Once we got into full shot production, Method FX Supervisor Tomas Slancik and FX Artists Tomas Zaveckas and David Derwin refined and crafted the behavior of the growth/reveal system. Those extremely talented artists brought this sequence to life in ways I could have never done on my own and it’s a true testament to the power of collaboration Especially since we all did this project remotely from different locations all over the world.
Tell us about your process, including how you used C4D, Houdini and other tools.
Likens: C4D was definitely the main hub for all of the shots in the main titles. I started by setting up the shots, implementing the assets and animating the cameras through the environments. Then, I exported the elements out to other packages, like Houdini and Maya, to refine and apply the custom FX growth system.

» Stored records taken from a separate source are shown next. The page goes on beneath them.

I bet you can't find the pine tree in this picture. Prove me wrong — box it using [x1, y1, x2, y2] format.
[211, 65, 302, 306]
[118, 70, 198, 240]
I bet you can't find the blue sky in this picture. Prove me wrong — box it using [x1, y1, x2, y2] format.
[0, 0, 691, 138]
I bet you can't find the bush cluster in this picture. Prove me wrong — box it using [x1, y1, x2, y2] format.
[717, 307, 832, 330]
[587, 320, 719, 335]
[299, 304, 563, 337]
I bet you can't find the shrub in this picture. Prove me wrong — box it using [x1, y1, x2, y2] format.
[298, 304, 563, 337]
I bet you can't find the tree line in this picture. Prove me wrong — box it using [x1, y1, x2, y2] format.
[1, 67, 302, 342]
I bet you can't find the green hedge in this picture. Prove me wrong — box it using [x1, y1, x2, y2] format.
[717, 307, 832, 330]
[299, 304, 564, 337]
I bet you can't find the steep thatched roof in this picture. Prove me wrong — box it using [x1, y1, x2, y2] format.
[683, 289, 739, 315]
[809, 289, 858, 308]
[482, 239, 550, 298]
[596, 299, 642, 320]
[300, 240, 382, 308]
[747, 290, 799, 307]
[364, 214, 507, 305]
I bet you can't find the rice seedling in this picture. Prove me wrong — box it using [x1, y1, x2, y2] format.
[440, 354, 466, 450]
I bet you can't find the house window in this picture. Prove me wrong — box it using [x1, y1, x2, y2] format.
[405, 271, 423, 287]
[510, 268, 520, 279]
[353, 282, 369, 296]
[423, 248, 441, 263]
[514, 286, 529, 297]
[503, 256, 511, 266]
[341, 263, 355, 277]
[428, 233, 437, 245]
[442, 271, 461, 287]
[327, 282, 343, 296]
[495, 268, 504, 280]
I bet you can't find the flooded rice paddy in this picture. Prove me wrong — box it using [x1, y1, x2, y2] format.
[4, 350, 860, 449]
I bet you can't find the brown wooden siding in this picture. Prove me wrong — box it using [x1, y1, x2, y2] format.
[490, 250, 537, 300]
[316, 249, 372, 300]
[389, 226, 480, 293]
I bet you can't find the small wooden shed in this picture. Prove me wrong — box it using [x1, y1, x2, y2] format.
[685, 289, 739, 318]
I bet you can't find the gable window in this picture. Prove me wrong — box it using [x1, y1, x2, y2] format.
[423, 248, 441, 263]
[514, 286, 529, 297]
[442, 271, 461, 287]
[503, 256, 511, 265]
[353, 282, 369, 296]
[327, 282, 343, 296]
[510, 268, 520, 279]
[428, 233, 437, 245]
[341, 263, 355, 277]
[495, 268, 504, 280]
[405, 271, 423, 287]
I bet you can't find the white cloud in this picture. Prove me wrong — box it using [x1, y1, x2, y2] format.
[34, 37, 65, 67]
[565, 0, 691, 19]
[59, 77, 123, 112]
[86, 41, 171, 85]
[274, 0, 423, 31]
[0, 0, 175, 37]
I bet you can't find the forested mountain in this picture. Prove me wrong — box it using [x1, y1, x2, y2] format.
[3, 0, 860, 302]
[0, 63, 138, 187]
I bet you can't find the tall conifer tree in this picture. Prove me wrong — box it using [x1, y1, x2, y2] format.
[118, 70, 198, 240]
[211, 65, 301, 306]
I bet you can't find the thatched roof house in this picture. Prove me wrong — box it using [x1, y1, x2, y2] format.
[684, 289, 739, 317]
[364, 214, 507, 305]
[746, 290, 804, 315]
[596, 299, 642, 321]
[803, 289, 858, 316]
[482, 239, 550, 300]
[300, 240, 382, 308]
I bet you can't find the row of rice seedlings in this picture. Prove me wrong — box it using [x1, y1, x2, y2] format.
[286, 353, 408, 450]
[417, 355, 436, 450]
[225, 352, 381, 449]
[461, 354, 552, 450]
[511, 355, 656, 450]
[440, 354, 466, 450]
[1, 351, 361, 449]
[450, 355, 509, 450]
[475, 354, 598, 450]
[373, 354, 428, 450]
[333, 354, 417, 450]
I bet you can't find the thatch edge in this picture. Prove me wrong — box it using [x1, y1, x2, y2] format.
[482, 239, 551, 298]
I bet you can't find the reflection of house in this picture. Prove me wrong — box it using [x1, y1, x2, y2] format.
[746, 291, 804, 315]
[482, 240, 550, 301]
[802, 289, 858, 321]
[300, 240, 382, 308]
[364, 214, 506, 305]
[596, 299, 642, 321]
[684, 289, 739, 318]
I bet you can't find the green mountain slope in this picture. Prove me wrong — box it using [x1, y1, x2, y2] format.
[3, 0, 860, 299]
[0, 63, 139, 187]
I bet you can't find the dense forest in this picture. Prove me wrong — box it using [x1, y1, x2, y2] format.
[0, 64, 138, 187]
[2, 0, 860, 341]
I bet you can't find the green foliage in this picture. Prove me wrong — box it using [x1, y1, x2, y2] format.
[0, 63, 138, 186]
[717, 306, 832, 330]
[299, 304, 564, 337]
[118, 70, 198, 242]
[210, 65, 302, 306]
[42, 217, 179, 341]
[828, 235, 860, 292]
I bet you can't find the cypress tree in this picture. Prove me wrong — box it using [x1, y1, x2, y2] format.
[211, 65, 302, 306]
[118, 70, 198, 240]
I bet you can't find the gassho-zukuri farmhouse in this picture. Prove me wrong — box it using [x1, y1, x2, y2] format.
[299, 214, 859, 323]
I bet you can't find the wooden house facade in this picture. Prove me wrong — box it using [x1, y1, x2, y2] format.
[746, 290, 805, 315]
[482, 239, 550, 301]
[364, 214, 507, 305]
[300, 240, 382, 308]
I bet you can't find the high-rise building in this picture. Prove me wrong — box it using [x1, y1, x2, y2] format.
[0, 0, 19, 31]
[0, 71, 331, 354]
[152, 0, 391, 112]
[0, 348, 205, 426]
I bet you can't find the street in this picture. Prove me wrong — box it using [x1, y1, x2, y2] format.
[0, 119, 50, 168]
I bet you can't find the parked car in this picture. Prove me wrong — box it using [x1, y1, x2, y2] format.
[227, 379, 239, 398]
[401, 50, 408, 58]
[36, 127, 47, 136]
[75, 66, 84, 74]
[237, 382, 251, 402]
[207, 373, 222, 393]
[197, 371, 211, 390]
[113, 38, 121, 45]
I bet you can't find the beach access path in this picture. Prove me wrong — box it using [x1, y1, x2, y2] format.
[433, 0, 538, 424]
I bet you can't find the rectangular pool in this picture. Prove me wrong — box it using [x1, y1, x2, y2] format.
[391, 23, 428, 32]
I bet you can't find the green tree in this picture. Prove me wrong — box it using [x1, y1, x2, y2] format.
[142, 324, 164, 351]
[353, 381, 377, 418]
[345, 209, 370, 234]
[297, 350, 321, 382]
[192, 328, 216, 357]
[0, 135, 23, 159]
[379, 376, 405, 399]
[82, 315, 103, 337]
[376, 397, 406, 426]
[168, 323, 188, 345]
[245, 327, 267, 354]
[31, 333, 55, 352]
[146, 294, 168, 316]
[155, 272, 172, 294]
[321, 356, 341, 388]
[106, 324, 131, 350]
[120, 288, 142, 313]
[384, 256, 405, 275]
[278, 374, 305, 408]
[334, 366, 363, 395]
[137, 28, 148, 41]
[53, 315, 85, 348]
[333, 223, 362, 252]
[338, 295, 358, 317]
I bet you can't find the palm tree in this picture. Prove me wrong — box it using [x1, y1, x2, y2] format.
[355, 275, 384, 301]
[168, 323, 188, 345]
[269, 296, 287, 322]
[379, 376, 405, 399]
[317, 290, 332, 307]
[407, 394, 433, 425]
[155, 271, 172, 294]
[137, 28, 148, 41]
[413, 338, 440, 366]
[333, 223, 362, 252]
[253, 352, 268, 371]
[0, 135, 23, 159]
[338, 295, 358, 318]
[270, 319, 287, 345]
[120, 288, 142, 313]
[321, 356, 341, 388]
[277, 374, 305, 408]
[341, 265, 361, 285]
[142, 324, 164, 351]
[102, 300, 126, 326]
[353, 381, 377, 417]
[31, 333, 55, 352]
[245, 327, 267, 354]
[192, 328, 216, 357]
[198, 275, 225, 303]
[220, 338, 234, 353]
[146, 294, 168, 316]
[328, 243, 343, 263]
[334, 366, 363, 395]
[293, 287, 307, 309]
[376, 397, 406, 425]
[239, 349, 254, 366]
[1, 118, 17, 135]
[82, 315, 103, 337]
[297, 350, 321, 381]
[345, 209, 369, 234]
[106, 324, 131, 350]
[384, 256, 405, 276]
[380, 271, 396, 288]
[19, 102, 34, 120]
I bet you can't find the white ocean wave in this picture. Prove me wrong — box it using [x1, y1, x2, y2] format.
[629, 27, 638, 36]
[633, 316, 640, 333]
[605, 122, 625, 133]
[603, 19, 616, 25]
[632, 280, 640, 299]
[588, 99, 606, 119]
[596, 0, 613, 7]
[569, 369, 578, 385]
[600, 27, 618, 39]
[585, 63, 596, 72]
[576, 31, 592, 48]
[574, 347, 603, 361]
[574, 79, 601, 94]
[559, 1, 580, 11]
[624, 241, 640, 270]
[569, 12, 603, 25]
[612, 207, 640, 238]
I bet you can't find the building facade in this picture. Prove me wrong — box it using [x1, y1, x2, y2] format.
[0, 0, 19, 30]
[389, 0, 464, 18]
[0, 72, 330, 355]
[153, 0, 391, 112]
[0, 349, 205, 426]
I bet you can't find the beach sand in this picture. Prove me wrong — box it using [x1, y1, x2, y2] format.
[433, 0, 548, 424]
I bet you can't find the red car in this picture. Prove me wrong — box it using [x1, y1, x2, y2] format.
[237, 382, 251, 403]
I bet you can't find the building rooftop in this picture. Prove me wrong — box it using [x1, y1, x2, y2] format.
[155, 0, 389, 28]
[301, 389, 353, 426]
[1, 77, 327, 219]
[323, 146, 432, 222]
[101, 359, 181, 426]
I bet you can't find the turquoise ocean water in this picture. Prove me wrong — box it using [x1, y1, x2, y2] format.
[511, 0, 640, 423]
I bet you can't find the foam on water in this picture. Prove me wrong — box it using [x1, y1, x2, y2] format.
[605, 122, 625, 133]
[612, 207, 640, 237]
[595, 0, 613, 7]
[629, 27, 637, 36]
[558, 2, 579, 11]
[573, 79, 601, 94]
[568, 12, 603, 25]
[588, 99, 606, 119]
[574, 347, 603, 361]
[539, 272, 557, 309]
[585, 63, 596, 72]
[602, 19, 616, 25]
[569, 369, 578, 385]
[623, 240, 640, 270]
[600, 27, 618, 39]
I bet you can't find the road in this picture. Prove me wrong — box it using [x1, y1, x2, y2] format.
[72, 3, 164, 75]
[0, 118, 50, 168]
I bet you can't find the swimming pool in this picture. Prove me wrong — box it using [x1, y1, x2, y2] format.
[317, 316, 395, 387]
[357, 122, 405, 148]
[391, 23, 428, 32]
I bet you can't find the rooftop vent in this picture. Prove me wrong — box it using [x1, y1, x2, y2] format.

Once we rendered our CG out of Redshift, we imported the passes into Nuke to assemble to final look and color grade. After that it was about conforming in After Effects to stitch the sequence together and apply the typography.
One of the more challenging shots to figure out was the fight sequence. Not too many main titles can feature a full CG battle between warriors because of the complexity that goes into pulling something like that off in a decent manner. I was lucky enough to get the go-ahead and the right team to see it through.

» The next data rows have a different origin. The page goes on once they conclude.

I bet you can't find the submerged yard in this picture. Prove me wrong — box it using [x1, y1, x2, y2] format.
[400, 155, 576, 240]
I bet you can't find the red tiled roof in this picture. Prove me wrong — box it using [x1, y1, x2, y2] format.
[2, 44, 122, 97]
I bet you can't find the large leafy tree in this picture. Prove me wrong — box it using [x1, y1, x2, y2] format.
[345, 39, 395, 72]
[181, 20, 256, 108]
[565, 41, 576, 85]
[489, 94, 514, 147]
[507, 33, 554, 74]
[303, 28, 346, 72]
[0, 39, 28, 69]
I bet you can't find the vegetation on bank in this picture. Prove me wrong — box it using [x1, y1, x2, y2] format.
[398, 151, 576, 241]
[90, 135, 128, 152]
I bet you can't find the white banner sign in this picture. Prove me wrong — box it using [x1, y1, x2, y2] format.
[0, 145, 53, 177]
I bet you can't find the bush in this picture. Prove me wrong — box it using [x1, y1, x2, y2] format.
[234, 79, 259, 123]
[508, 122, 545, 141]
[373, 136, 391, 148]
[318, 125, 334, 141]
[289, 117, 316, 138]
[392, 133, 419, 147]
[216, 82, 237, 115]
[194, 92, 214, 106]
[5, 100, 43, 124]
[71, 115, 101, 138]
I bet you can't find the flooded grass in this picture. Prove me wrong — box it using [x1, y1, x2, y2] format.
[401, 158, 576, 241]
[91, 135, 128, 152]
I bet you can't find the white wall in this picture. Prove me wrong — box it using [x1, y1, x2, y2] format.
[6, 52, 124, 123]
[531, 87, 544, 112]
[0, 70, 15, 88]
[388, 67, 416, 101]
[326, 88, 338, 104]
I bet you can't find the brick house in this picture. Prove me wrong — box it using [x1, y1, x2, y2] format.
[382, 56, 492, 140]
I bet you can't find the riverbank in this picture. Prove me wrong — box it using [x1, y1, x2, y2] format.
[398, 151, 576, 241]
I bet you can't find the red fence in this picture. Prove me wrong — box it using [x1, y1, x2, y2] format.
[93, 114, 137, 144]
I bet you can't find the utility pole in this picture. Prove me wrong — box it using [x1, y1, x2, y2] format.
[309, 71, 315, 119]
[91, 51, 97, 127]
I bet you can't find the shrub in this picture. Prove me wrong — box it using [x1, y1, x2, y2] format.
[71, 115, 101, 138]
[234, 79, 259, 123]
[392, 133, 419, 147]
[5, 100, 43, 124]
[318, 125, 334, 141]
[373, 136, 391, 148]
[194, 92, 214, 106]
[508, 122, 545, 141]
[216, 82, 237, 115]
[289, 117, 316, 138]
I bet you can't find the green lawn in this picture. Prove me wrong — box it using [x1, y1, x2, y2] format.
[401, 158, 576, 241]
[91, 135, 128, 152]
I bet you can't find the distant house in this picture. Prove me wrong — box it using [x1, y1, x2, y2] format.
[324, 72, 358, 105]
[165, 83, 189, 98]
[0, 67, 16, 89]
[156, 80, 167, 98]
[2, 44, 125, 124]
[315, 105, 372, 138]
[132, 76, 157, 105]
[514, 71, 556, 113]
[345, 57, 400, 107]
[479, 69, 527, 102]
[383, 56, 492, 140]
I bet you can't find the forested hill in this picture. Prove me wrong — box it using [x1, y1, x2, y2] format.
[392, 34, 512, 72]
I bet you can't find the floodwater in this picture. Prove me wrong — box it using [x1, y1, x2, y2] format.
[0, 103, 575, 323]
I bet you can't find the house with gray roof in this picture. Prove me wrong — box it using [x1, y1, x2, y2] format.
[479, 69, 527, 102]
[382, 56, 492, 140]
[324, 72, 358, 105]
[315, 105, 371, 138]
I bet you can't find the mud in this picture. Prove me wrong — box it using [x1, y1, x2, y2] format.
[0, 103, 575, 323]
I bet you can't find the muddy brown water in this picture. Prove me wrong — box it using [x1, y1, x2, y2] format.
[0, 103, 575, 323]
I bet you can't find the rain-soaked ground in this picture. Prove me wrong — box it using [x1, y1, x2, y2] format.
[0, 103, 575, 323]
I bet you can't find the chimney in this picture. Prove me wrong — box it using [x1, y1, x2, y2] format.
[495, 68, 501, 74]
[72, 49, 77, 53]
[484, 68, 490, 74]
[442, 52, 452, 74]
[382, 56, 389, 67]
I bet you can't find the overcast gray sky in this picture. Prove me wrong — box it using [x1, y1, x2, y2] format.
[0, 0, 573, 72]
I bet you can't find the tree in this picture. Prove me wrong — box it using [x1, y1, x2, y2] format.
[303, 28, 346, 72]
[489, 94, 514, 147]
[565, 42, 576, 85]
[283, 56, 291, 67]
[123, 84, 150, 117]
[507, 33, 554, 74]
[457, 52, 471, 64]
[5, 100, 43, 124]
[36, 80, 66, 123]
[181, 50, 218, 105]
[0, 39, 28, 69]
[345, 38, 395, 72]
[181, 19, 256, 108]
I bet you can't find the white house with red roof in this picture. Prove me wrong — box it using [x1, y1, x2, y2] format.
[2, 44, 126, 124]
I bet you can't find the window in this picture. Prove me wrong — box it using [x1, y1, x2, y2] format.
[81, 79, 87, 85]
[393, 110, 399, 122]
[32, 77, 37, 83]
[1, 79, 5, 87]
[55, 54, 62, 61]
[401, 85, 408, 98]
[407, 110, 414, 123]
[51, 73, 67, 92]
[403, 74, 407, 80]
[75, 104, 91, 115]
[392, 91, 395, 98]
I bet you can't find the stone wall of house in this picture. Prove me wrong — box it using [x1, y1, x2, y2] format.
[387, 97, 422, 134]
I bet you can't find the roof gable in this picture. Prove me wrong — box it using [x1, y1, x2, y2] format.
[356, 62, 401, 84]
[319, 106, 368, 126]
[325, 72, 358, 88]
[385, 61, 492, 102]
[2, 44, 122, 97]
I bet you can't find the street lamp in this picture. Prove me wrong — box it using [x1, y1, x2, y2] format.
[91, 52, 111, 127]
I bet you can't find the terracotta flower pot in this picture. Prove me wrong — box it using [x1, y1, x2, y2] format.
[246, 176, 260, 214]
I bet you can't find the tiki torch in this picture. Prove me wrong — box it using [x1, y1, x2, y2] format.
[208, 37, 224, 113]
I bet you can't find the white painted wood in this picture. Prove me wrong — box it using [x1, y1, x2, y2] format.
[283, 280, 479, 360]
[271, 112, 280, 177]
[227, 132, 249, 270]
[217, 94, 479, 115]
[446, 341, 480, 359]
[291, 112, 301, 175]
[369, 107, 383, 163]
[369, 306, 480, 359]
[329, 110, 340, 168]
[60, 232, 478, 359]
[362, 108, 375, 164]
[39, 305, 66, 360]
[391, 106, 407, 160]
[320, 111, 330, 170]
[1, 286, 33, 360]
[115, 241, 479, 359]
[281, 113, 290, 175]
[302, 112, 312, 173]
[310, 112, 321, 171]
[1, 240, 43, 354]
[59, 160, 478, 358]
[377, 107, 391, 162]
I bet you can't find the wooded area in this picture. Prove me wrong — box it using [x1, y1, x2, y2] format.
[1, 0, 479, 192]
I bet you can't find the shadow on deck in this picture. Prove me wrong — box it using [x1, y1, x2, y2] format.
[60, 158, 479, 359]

Using motion capture data of the two blind fighters, we were able to assemble a scene that felt like a larger battle ground. The tricky part was making the revealing growth FX noticeable and effective at the same time the fighters were trying to kill each other.
The movement of the actors made it difficult to get a good look at the tendrils growing, but if we removed too much of the body shape of the fighters, you couldn’t quite tell what was happening in the action of the fight. So we did a lot of back and forth to find the right balance of that tendril/soldier ratio.

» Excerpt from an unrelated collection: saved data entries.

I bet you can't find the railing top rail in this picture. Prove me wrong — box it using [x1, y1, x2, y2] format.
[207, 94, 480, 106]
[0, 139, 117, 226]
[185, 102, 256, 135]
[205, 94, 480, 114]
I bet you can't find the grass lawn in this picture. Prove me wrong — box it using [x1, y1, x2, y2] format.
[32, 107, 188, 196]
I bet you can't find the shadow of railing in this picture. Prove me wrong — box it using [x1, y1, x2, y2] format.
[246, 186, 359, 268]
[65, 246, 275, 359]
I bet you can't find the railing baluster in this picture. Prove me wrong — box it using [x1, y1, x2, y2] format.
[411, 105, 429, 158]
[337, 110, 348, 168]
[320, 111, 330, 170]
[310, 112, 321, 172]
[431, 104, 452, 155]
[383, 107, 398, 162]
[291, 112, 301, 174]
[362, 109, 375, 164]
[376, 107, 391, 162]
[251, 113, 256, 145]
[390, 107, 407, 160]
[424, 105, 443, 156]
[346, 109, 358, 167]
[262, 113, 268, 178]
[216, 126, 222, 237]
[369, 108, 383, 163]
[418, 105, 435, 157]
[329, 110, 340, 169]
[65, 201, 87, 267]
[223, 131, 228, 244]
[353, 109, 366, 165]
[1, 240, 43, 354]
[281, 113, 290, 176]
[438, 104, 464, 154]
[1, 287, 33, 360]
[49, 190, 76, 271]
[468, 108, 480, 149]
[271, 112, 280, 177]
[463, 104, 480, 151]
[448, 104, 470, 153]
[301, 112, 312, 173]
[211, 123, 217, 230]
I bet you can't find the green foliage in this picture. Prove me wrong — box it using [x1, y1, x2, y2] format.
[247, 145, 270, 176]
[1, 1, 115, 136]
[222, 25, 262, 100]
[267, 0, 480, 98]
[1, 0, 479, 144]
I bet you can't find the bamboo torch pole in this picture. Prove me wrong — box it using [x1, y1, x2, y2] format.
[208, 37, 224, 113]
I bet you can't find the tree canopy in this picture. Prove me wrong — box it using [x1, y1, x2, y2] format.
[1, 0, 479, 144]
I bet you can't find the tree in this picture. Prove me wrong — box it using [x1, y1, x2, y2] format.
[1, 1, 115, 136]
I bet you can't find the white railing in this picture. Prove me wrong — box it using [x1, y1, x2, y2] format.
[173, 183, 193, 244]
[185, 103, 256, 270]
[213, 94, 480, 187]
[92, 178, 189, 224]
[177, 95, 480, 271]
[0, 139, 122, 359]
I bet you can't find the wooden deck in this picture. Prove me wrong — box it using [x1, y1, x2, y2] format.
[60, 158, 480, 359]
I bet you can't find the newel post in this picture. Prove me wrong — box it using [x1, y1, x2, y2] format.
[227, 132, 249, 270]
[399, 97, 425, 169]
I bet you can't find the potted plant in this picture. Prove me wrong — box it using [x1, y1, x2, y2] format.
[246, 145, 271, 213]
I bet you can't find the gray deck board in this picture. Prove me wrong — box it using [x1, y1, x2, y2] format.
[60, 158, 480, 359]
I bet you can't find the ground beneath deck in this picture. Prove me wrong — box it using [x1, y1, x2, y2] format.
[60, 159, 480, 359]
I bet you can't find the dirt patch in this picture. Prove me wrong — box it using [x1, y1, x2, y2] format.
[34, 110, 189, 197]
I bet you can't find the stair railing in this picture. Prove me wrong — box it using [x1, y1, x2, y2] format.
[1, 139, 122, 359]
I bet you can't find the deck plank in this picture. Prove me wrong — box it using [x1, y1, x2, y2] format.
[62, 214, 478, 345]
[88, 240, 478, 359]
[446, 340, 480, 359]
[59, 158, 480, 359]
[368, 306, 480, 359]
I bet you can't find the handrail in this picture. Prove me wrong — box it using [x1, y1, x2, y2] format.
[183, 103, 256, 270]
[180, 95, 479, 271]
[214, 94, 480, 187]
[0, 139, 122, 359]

How does this project fit with what you’ve done in your career?
Likens: This project was unique in the sense that a lot of the visual language and animation direction had to be described in writing, and communicated verbally, to the clients before they could actually see how it was all going to work and fit together. Oftentimes, I can show clients how things will work in a motion test but, due to a challenging schedule, we needed to get right into shot production to hit the deadline.
That required a massive amount of trust from the showrunners and producers on the client side, believing that my team and I could execute this ambitious, animated journey of a sequence. Fortunately, I had a bit of history with the clients because we had all worked together previously, and successfully, on the title sequence for “Warrior.”
They’re awesome to work with. They give us creative freedom and allow us the space to create the best work we can. I’m extremely grateful to them for putting enough faith in us to come up with something special!
Do you feel like you are evolving as a creative over time?
Likens: Yes, I do. I love designing and crafting main title sequences. For me, it’s something different every time and it’s impossible to get bored. There’s always a new story or a new world to research and dive into more deeply. I’m always trying to challenge myself with new techniques or trying to come up with new visuals to try and bring to life in clever ways.
Looking to the future, I’d like to develop the directorial side of my work further. I love what’s happening in the animation world with shows like “Love, Death, and Robots.” I think I’d have an absolute blast if I got a shot at crafting an animated short like those.
On the other end of that spectrum, I occasionally get to direct live-action commercials and I really do like working with actors and being on set. Shooting with real cameras and playing with real-world lighting setups is great. And being so familiar with 3D software has informed a great deal of how I think as a director and filmmaker. I’ve always wanted to put together a treatment for a feature film or an episodic series, so we’ll see what happens.
Meleah Maynard is a writer and editor in Minneapolis, Minnesota.